Soal proses pembuatan KTP yang cepat juga sulit untuk dikatakan sebagai keanehan/irregularity. Pasalnya saat ini pengurusan KTP di DKI Jakarta memang bisa sangat cepat (tak seperti sebelumnya) karena blangko dari Kemendagri telah tersedia dalam jumlah banyak.
Tanpa bukti pelanggaran prosedur, tanpa bukti menerima suap, Pemprov DKI Jakarta tak bisa memecat Lurah. Ia tak melakukan kesalahan.
Bagaimana kalau seorang Kepala Daerah memaksa tetap mau memecat? Agak sulit bagi Kepala Daerah bertindak seenaknya sendiri, sebab ada aturan, ada ketentuan, ada prosedur yang harus diikuti sebelum mengambil setiap kebijakan.
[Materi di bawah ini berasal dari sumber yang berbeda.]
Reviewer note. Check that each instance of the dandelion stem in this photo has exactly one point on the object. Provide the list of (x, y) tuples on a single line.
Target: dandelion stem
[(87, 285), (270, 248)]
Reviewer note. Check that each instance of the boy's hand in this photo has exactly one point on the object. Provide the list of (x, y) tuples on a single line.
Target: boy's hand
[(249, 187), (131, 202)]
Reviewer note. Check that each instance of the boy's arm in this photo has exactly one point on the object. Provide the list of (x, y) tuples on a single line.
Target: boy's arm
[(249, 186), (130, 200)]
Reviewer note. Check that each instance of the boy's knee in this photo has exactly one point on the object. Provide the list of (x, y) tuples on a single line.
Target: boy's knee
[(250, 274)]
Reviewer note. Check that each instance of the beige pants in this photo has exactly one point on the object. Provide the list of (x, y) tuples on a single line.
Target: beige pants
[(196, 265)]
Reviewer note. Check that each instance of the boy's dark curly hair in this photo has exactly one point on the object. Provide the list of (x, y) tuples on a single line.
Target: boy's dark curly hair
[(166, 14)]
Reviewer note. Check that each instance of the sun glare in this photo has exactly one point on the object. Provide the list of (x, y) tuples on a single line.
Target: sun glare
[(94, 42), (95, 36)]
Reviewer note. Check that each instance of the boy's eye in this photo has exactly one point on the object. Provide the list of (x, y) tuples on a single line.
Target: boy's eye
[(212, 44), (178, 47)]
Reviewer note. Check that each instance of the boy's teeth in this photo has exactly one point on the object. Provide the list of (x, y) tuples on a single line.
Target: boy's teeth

Jika nekad memecat tanpa bukti kesalahan dan tanpa prosesur? Seorang Kepala Daerah akan menghadapi konsekuensi. Yaitu bisa digugat ke pengadilan atau dilaporkan ke Komisi ASN.
Kembali lagi ke lolosnya Djoko Tjandra. Dimana akar masalah sebenarnya? Menurut saya ada di keseriusan penegak hukum (dalam hal ini Kejaksaan Agung) dalam memburunya. Upayanya belum maksimal sehingga Djoko Tjandra bisa masuk ke Indonesia. Apakah tak ada red notice ke imigrasi?
Apakah tak ada upaya kerja sama dengan Kementerian Dalam Negeri? Yang memungkinkan perbaikan sistem Dukcapil Kemendagri agar bisa dipakai mengidentifikasi buron kriminal? Mustinya sistem Dukcapil Kemendagri bisa terintegrasi dengan data buron dari penegak hukum. Sehingga ke depannya, sistem akan dapat mencegah buron-buron lain mencetak E-KTP. Atau lebih jauh lagi petugas kelurahan dapat membantu penegak hukum dengan menginformasikan lokasi buron.